Confirm this is true when we calculate on our particular values:

# Confirm that y is close as dammit to b * x + c + e
assert np.allclose(y, b * x + c + e)

Bear with with us for a little trick. We define \(\vec{o}\) as a vector of ones, like this:

\[\begin{split}\displaystyle \vec{o} = \left[\begin{matrix}1\\1\\1\\1\\1\\1\\1\\1\\1\\1\\1\\1\\1\\1\\1\end{matrix}\right]\end{split}\]

In code, in our case:

o = np.ones(n)

Now we can rewrite the formula as:

\[ \yvec = b\xvec + c\vec{o} + \evec \]

because \(o_i = 1\) and so \(co_i = c\).

\[\begin{split}\displaystyle \left[\begin{matrix}{y}_{1}\\{y}_{2}\\{y}_{3}\\{y}_{4}\\{y}_{5}\\{y}_{6}\\{y}_{7}\\{y}_{8}\\{y}_{9}\\{y}_{10}\\{y}_{11}\\{y}_{12}\\{y}_{13}\\{y}_{14}\\{y}_{15}\end{matrix}\right] = b \left[\begin{matrix}{x}_{1}\\{x}_{2}\\{x}_{3}\\{x}_{4}\\{x}_{5}\\{x}_{6}\\{x}_{7}\\{x}_{8}\\{x}_{9}\\{x}_{10}\\{x}_{11}\\{x}_{12}\\{x}_{13}\\{x}_{14}\\{x}_{15}\end{matrix}\right] + c \left[\begin{matrix}1\\1\\1\\1\\1\\1\\1\\1\\1\\1\\1\\1\\1\\1\\1\end{matrix}\right] + \left[\begin{matrix}{e}_{1}\\{e}_{2}\\{e}_{3}\\{e}_{4}\\{e}_{5}\\{e}_{6}\\{e}_{7}\\{e}_{8}\\{e}_{9}\\{e}_{10}\\{e}_{11}\\{e}_{12}\\{e}_{13}\\{e}_{14}\\{e}_{15}\end{matrix}\right]\end{split}\]
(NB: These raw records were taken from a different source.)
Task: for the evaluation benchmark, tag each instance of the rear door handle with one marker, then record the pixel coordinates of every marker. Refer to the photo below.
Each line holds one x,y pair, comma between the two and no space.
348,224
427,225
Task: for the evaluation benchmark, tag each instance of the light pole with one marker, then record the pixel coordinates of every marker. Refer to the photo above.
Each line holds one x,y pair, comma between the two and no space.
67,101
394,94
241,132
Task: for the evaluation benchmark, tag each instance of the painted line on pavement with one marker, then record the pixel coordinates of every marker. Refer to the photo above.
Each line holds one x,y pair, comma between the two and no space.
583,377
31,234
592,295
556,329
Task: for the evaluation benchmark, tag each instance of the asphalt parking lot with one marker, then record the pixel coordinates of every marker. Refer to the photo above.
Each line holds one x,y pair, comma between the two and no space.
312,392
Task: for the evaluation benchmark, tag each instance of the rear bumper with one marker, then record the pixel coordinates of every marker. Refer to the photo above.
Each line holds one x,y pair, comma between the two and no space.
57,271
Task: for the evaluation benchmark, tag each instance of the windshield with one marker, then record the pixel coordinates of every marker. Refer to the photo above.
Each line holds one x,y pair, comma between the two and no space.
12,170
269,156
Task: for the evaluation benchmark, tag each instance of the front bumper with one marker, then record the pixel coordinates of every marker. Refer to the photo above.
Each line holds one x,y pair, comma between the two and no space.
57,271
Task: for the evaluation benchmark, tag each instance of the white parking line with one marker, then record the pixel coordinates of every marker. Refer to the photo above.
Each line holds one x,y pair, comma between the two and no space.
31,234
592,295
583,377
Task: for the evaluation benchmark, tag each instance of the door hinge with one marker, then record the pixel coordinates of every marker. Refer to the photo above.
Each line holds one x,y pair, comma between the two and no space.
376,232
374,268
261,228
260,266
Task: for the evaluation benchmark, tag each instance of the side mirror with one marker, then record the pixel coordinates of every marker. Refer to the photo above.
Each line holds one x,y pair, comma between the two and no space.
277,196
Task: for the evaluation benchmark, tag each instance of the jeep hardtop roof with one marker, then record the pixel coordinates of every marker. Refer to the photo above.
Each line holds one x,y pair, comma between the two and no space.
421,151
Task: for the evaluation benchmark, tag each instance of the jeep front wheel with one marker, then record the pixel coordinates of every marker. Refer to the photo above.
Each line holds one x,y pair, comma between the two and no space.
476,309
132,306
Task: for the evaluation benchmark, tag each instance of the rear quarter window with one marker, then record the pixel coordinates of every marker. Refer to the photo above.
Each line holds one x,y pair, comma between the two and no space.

This evaluates to the result we intend:

\[\begin{split}\displaystyle \left[\begin{matrix}{y}_{1}\\{y}_{2}\\{y}_{3}\\{y}_{4}\\{y}_{5}\\{y}_{6}\\{y}_{7}\\{y}_{8}\\{y}_{9}\\{y}_{10}\\{y}_{11}\\{y}_{12}\\{y}_{13}\\{y}_{14}\\{y}_{15}\end{matrix}\right] = \left[\begin{matrix}c + b {x}_{1} + {e}_{1}\\c + b {x}_{2} + {e}_{2}\\c + b {x}_{3} + {e}_{3}\\c + b {x}_{4} + {e}_{4}\\c + b {x}_{5} + {e}_{5}\\c + b {x}_{6} + {e}_{6}\\c + b {x}_{7} + {e}_{7}\\c + b {x}_{8} + {e}_{8}\\c + b {x}_{9} + {e}_{9}\\c + b {x}_{10} + {e}_{10}\\c + b {x}_{11} + {e}_{11}\\c + b {x}_{12} + {e}_{12}\\c + b {x}_{13} + {e}_{13}\\c + b {x}_{14} + {e}_{14}\\c + b {x}_{15} + {e}_{15}\end{matrix}\right]\end{split}\]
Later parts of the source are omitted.